MARKETS

Caledon contains costs during crisis

CALEDON Resources revenues fell by 44% to $A67.8 million for the year to December 2009 as the price of coal fell to $US141 a tonne during the global financial crisis.

Lou Caruana
Caledon contains costs during crisis

The company – whose main asset is the Cook coal mine in Queensland – also reported a net loss of $11.4 million for 2009, compared with a profit of $8.2 million for 2008.

But it has contained cash outflows during the downturn and set a sales target of 700,000 tonnes for 2010 based on increased demand and a likely increase in prices for the April 2010 contract year, managing director Mark Trevan said.

“The first half of 2009 was a difficult period for the coal industry. As the global financial crisis took hold, demand for coal fell and many buyers reneged on offtake agreements, both in terms of price and tonnage,” he said.

“Our response was to reduce manning and costs to the minimum possible while keeping a productive mining team intact and preparing the Cook mine for future expansion. In the last quarter of 2009 demand for coal increased and we have seen the recovery in coal prices continue in the early part of 2010.”
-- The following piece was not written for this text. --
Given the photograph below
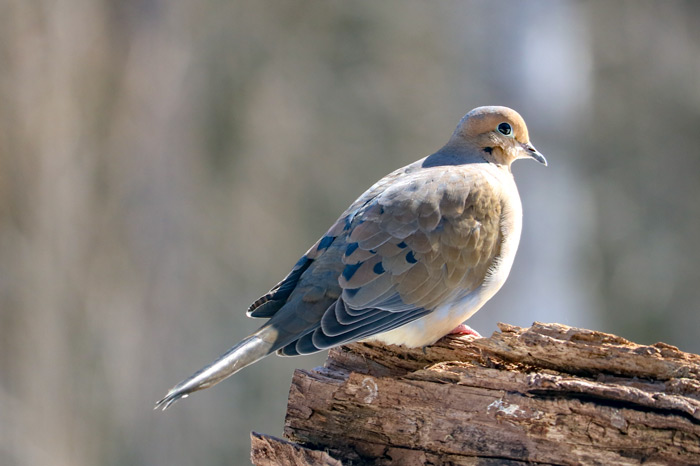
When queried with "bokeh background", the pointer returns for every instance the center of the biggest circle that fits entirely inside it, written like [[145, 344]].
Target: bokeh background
[[164, 163]]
The Cook mine enters 2010 with the Argo South area established and most of the mains development required for the coming year already completed. The ABM25 continuous miner and Prairie mobile haulage system have been refurbished and relocated to Argo South.

Cost of sales was 13% lower than 2008, at $71.8 million. Cost of sales on a unit basis fell from $171/t in the first half to $131/t in the second half, of which $5.50/t was a reduction in the royalty payment due to a lower Australian dollar selling price.

Caledon is seeking opportunities to improve operating efficiencies and production effectiveness to further drive unit costs down to sustainable levels.

Significant operational achievements during the year included driveage of the new mains development roads in the Southern Argo area, implementation of safe and efficient secondary extraction methods, and the safe and effective sealing of a fully extracted panel in Argo North. Very little further mains development will be required to allow production panel development to proceed throughout 2010.

Capital expenditure at Cook was minimised in 2009 with only $2.6 million spent in total. The company spent $1.2 million on completing development of the Southern Argo access, and the balance was spent on a range of minor equipment acquisitions and replacements.

Caledon shares were untraded at 65c this morning.